I try always to avoid the cliché, for example the ‘face’ of the country that is presented to the world, and I write about the real people that inhabit it. Living in Ipanema in my apartment for a month I became part of the everyday life in Rio, shopping at the market and supermarket, eating at the local (not tourist) restaurants, real Brazilian food which I love, and trying to improve my bad Portuguese. At no point did I see the residents dancing a samba in the streets although I would have enjoyed it if they had! And I’m not interested in football! But I did want to include two other things that Rio and Brazil are renowned for – the stunning landscapes and the warmth of the people. It was my conversations with ordinary people that helped me form a picture of who the Cariocas – natives of Rio – are. And living in the city helped me catch the atmosphere of it as well as the history. I know I could not have written this book as well without doing this. I only hope I have done Brazil, its people and its culture, justice.
What’s the one thing about Rio that you took away with you?

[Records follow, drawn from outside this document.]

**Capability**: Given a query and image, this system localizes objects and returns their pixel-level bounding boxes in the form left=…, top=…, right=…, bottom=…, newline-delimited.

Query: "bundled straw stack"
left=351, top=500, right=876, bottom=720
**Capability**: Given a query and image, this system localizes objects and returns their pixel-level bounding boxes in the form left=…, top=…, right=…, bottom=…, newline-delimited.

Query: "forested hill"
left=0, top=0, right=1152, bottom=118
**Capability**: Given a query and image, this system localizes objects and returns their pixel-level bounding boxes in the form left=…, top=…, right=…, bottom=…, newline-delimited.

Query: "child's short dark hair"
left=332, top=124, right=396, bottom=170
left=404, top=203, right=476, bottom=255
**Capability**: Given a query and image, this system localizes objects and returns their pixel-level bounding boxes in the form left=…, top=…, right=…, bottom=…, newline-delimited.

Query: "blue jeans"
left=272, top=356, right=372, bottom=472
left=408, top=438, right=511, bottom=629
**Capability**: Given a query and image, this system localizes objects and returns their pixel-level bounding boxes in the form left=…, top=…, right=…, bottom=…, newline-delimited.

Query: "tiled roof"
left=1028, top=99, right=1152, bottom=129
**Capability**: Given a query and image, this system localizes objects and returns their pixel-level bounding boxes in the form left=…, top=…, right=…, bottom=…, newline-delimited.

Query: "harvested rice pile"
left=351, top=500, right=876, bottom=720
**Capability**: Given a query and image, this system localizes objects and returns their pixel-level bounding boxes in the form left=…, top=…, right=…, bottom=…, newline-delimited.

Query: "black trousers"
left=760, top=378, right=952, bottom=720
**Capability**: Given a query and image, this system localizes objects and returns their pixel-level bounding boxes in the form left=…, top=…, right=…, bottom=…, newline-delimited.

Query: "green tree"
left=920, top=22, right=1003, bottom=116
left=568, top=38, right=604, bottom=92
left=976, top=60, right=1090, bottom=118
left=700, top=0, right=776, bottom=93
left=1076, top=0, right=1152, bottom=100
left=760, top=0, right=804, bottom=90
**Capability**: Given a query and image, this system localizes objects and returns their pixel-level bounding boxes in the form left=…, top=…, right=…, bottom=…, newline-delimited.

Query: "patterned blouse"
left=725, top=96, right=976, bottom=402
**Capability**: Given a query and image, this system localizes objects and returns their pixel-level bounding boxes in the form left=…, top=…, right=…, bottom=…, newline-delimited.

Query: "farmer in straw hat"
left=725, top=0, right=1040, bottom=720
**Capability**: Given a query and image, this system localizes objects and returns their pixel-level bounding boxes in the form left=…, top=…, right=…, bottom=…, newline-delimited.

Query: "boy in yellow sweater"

I took away the overriding impression that Rio is THE most beautiful city in the world in my opinion. Those who live there permanently are so very lucky. It has everything, from the climate, to the wonderful beaches, to the mountains (watching the sun set behind them every night was a wonderful and moving sight). And also the Cariocas themselves, who have been so kind and welcoming and helpful answering my many questions. I was honoured to be an ‘adopted’ Carioca for a month. Oh, and I also took home a whole suitcase full of Havaianas for my family and friends!